Every Mother’s Day, I think of that Magnificent stranger on that bus and I wonder if her children are still rubbing her claws.  I hope so! Since that bus ride, my own claws have built a split-rail fence for the sheep, built a small stone wall and two sheds, massaged an endless parade of aching backs, and earned me a living as a seamstress. They have knitted countless pairs of socks, made countless batches of scones and oatcakes, and scooped innumerable canine turds off carpets.  Since that bus ride, my claws have ceased to wear a wedding band and I have discovered my inner Tigress.  My hands are thicker now with age, and they ache a little some days but they are the part of my body I am most grateful for. 

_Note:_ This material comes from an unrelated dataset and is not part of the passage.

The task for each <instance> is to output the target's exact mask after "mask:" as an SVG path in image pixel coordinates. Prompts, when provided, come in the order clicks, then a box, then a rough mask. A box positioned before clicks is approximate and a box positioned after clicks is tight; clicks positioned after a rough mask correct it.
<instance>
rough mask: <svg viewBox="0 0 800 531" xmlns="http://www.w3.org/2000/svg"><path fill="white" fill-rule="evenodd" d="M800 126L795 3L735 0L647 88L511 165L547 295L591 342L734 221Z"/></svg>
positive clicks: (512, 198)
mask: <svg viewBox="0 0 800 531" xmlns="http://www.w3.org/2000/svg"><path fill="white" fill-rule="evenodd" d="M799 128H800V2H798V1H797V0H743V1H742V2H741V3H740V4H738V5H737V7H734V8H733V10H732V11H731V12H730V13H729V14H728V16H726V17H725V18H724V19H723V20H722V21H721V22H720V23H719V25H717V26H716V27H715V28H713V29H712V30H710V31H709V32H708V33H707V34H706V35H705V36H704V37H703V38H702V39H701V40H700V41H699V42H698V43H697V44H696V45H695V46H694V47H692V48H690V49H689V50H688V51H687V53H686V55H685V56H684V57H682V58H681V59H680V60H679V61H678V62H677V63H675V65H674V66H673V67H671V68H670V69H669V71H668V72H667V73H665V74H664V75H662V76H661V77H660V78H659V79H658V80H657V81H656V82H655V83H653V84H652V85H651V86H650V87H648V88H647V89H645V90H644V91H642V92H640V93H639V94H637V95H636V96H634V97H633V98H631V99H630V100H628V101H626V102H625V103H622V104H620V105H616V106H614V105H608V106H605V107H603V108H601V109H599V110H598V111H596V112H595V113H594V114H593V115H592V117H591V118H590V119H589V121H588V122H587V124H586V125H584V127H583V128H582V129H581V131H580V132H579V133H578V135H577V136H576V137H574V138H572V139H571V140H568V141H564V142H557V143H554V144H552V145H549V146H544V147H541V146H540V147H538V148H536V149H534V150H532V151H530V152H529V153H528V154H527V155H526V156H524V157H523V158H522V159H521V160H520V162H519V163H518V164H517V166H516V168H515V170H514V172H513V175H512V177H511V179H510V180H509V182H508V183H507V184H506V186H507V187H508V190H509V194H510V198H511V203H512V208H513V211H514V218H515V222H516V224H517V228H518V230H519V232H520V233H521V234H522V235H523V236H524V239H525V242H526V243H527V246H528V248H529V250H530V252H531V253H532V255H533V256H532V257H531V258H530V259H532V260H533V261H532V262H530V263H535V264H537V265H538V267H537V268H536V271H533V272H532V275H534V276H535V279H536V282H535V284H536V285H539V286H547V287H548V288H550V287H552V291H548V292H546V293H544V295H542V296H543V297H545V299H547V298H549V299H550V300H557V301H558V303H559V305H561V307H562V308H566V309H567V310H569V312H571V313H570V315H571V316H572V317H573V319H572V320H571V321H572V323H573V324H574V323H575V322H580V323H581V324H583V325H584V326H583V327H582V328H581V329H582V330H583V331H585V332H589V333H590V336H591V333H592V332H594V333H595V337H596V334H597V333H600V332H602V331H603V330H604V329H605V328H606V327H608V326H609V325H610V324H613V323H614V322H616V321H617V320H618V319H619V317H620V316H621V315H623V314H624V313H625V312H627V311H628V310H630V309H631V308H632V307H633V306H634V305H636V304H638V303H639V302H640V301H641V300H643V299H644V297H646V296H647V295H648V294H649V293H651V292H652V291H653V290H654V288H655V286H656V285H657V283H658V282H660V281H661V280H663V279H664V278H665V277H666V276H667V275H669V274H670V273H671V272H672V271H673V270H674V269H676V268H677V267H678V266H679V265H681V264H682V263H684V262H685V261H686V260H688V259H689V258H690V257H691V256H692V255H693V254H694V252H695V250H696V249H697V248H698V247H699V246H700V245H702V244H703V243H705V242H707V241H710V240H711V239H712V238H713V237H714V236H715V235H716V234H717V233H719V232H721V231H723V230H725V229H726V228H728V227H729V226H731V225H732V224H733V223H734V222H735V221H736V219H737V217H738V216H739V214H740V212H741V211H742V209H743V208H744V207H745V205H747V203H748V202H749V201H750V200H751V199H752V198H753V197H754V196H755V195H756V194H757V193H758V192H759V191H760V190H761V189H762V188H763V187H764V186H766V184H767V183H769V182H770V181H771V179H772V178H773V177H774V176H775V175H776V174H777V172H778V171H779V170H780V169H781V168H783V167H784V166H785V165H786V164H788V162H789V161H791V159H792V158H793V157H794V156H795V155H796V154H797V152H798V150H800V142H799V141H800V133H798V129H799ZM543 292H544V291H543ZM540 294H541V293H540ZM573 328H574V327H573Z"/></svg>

Today, as I rest these hands on the ancient walls of my ancestors, I think of that Shaker phrase "Hands to work, hearts to God," and the psalm "Give us the work of our hands Lord, give us the work of our hands..." I send silent prayers out to all the dear Mothers--those giving their hands and hearts to nurturing, protecting, teaching and serving the young; those who get up, aching and weary, to Do What Must be Done for the innocent and dependent; who carry children in their hearts, whether they carried them in their bodies or not. I think about how scared we are at times and how only our own stories can console us, as we gently scratch small backs in the dark.   I think about my own mother's strong hands kneading our daily bread as I was growing up, and about how it felt to hold my grandmother's weakened, tiny bird claws the day she died. The stranger on the bus was right. Our hands and our powers change over time.  It is right for us to honor both the hands and those changes, which make the spaces necessary for us to step forward and offer our own hands in their place.  Our Mother's hands have shaped and placed the living stones that will continue to build the world in new and hopeful ways.  And whether we are ancient forgotten stone mason,  modern mother, or frazzled seamstress--when our weary rest comes at last, what do we leave to endure behind us, long after we are gone?  Where is our love made visible? In the work of our hands.

Be well, dear friends, and do good work!